A tout cela s’ajouta encore l’événement le plus marquant de l’histoire, la Révolution russe. Elle se produisit sans qu’on l’ait prévue comme une donnée du problème. Elle entraîna l’arrêt des opérations militaires sur tout le front est et anéantit les buts de guerre que le tsarisme avait faits siens. La tempête de la révolution balaya la monarchie russe.

Milioukov, représentant et chef idéologique du libéralisme russe, se fit en Europe occidentale le porte-parole des rêves impérialistes et réclama de sa propre nation qu’elle continuât la guerre. Il dut quitter, tête basse, la tribune de la politique ministérielle. Le Conseil des ouvriers et soldats de Petersbourg, qui était alors dans son plein épanouissement, adopta et prêcha les principes de Zimmerwald et de Kienthal.

Mais la résolution de Kienthal ne contenait pas qu’un appel à la paix et à la lutte contre la guerre. Elle prévoyait la période d’après-guerre.

"La guerre — disait-elle — est issue des antagonismes capitalistes ; elle n’élimine pas les causes des conflits futurs. Elle renforce le capitalisme et suscite de nouveaux antagonismes. Il s’ensuit un accroissement de la réaction économique et politique, de nouveaux armements et le danger de nouvelles conflagrations mondiales."

Apparemment, c’était de la théorie pure. Quelques-uns seulement tendirent l’oreille, quelques-uns seulement y crurent. Bien des personnes font fi de la théorie. Mais celles-là ignorent généralement aussi la pratique. A défaut de quoi elles apprendraient combien la théorie est parfois clairvoyante et se trouve ensuite confirmée par la pratique.

C’est ce qui s’est produit. Pendant les années qui suivirent, le développement de l’histoire confirma l’exactitude de ces constatations théoriques.

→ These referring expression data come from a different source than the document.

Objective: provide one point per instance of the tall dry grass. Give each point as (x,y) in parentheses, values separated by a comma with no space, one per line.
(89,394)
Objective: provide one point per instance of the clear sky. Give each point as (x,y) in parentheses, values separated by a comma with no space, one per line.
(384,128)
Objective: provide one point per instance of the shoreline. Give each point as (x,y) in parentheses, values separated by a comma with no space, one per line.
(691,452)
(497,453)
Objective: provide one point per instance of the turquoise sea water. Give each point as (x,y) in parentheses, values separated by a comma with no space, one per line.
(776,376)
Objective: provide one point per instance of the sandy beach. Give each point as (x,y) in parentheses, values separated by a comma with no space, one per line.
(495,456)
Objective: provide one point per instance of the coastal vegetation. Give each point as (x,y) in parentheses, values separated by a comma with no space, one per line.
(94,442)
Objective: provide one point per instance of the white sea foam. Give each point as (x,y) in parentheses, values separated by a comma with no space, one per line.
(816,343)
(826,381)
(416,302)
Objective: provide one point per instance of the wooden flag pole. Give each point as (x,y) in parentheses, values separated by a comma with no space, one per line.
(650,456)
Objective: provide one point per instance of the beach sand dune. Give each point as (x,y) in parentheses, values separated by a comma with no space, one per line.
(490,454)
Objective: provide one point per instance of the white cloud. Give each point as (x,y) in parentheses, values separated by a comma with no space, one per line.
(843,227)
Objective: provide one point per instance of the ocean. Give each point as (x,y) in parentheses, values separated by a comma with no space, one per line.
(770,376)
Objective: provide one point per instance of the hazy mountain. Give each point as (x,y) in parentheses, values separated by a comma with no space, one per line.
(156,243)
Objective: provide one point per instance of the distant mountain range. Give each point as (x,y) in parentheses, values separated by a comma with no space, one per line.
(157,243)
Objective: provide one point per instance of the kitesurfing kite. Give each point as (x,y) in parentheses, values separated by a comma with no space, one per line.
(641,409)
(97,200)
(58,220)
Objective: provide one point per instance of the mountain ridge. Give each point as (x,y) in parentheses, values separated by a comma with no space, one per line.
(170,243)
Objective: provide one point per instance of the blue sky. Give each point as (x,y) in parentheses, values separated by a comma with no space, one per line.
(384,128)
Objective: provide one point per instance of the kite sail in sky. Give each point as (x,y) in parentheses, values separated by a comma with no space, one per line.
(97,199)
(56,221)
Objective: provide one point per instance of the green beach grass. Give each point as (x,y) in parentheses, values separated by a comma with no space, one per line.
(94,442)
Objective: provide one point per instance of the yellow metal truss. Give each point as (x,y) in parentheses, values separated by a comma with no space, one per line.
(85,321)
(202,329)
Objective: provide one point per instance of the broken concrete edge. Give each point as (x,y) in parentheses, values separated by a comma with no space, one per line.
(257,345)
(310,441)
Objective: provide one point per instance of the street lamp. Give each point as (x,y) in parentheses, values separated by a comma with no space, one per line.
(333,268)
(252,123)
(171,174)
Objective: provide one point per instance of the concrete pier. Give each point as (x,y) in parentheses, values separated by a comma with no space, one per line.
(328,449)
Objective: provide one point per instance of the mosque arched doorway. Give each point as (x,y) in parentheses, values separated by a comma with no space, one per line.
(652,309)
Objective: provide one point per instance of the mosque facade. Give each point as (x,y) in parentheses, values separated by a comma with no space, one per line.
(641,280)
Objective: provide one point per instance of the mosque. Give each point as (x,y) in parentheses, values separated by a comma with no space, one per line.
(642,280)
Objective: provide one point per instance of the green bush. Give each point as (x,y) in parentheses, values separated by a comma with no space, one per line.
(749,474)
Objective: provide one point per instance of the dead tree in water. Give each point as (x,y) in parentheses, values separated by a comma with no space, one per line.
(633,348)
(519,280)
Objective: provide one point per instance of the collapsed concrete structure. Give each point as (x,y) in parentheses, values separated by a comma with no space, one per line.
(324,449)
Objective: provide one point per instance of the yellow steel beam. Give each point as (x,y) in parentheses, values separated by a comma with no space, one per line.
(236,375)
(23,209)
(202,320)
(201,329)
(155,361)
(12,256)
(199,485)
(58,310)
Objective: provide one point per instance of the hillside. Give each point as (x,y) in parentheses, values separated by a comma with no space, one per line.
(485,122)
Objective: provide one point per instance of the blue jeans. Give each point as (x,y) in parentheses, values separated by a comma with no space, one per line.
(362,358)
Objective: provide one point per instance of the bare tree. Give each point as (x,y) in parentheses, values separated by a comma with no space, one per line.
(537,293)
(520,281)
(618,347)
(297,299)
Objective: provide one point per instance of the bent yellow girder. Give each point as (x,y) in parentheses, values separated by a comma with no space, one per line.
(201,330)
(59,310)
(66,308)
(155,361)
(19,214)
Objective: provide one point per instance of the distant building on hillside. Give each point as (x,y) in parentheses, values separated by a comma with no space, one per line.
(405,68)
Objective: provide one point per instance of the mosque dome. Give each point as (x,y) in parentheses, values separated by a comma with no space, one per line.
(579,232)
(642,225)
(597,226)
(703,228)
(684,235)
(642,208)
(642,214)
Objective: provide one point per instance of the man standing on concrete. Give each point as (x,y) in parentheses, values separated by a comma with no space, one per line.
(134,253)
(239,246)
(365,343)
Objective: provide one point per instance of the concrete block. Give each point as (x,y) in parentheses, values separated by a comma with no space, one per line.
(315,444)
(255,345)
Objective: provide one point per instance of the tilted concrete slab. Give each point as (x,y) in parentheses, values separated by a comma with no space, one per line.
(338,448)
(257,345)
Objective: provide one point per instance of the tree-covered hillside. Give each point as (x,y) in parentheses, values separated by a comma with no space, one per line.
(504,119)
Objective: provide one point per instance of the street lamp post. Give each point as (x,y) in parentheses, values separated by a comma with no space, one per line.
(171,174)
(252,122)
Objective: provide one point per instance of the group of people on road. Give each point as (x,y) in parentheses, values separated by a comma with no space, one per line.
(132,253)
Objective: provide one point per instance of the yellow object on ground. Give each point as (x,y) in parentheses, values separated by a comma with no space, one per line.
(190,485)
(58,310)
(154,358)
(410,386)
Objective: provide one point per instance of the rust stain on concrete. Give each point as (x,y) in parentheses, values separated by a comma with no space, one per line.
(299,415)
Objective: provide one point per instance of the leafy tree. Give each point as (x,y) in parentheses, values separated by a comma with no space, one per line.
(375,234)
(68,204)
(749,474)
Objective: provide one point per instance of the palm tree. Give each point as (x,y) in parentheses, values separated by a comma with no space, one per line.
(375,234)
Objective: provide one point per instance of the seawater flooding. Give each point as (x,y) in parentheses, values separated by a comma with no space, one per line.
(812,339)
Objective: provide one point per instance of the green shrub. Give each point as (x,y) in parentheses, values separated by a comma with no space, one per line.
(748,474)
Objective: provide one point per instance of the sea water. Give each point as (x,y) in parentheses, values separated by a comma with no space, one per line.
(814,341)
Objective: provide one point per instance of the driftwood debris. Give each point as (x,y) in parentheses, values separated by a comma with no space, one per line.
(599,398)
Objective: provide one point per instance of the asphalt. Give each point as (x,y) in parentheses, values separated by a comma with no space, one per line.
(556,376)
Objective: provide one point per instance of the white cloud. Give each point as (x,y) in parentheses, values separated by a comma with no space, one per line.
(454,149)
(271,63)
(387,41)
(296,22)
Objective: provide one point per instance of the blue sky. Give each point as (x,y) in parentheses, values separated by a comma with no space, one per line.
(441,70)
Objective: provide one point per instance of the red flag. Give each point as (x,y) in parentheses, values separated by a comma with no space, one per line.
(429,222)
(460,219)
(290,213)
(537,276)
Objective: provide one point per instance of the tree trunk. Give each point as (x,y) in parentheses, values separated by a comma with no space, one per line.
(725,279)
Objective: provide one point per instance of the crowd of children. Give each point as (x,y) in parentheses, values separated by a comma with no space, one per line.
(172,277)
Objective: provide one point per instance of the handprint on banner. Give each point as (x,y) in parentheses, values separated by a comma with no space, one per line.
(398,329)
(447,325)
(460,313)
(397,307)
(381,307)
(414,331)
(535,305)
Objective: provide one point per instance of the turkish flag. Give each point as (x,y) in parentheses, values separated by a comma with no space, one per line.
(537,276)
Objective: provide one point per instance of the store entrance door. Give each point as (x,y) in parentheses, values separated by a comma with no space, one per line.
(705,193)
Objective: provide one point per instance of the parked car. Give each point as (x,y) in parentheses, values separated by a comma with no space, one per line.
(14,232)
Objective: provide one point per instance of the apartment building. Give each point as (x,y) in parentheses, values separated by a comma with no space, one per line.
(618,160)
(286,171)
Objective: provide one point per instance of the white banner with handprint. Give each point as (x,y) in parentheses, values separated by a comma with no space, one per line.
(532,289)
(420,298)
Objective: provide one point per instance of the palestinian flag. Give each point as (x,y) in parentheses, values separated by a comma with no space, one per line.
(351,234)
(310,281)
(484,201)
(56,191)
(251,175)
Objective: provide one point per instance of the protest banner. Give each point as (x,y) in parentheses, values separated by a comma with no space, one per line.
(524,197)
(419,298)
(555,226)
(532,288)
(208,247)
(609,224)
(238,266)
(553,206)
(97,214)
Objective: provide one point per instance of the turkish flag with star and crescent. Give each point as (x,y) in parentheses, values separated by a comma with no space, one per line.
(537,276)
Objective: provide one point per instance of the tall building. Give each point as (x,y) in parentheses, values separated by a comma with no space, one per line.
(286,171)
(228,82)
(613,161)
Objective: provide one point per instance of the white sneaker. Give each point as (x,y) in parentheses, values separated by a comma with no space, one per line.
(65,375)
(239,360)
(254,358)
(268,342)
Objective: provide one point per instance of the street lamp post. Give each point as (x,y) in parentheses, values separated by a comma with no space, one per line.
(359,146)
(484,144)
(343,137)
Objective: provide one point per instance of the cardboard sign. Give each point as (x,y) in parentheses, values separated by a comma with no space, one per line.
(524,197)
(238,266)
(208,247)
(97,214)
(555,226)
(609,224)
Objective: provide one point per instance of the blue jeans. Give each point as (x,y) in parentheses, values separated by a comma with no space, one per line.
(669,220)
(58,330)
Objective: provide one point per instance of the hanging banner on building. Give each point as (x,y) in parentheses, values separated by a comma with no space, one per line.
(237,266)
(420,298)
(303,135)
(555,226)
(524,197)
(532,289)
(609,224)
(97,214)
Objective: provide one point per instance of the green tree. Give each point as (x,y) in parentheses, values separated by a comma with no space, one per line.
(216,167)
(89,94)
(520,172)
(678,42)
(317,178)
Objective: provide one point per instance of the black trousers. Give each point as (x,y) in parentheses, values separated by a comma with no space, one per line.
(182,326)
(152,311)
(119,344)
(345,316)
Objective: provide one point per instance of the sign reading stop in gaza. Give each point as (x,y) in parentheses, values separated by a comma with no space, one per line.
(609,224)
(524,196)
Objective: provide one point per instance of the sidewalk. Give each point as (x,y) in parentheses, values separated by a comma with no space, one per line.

On conclut, à la fin de la guerre, les accords d’armistice qui portaient déjà en eux le germe de nouvelles guerres. Puis, pour sceller une paix durable, on fonda, sous le mot d’ordre "Plus jamais de guerre", la Société des Nations. Dans d’innombrables séances et conférences, elle s’efforça d’acquérir une autorité qu’elle ne trouva jamais.

Le 27 août 1928, le secrétaire d’Etat américain, Kellog, obtint la conclusion, à Paris, d’un accord international qui devait empêcher la guerre pour tous les temps. Bien que les signataires de ce pacte fussent l’Allemagne, la Belgique, les Etats-Unis, la France, l’Italie, le Japon, la Pologne et la Tchécoslovaquie et que bon nombre d’autres pays, comme l’Union soviétique, y eussent adhéré, cette mise de la guerre hors la loi n’a empêché ni la guerre d’Abyssinie, ni la deuxième guerre mondiale, ni la guerre de Corée, ni les combats meurtriers dans les colonies.

Zimmerwald et Kienthal avaient eu raison [1].